At the same time, there are a finite number of market participants who trade swaps, which tend to be “sophisticated products traded by sophisticated clients,” Battistella said. “In the context of the global marketplace, there weren’t a huge number of market participants who would trade these sorts of instruments before SEFs, and there aren’t necessarily more now. So if you look at the universe of willing buyers and sellers of these sorts of instruments, it’s not that large.”
As capital constraints continue to impact banks and their ability to facilitate prices, clients are looking for alternative means to execute their orders, said Rana Chammaa, head of eDistribution for rates & credit, Americas, at UBS.
“They see the benefit in the all-to-all [model], but some pain points persist,” Chammaa said. “In many cases it depends on the type of client that you’re talking to.
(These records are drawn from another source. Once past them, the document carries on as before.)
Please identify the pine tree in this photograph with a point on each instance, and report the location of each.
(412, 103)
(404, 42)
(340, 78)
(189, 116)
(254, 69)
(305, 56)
If we talk to global macro hedge funds, they tend to be more receptive to order book trading as familiarity with trading more electronic asset classes like futures is greater.”
Further guidance regarding CLOB [central limit order book] anonymity from the CFTC “will be a big proponent and catalyst to further adoption of central limit order book trading, and that’s top of the list for us over the next few months,” Chammaa said.
Noted Battistella, “In terms of impediments that exist, there are some legal, operational, and technical obstacles to overcome before a participant can trade on a SEF. But because these clients are sophisticated, they have the resources to on-board themselves to a SEF — maybe not on day one, but over time.”
Compared to other asset classes, electronic trading of OTC derivatives is still in its infancy.
“If someone came from an FX or equities background and looked at the rates market and how it operated, it would come across as quite antiquated,” said Declan Graham, head of business development, FRC Execution Services at UBS. “In essence, we’re starting to move away from the ‘old-school’ model of trading, where one physically calls somebody and they call someone else, which has always struck me as a rather inefficient way to trade.”
In Europe, trading on SEF-like venues won’t become mandatory until MiFID II is implemented in 2017, but market participants are looking closely at the U.S. for clues as to how electronic OTC trading will play out.
“The fact that SEFS have this all-to-all construct is something that certain European clients are very excited about,” said Graham. “Right now, MTFs as they exist in Europe don’t have the same impartial access requirements, meaning that vested interests can dictate how an MTF will operate. On the other hand, a SEF won’t have the same restrictions. European clients see SEFs as a way of leveling the playing field.”
Harmonization of rules between the U.S. and Europe would ease the transition.
“When we talk to heads of trading at various European firms, they are hopeful that the regulators between Europe and the US will be able to correct the equivalency rules,” Graham said. “As a result, by trading on SEFs a client would be compliant with MiFID II and conversely by trading on a MiFID II regulated trading venue they would also meet the SEF obligations.”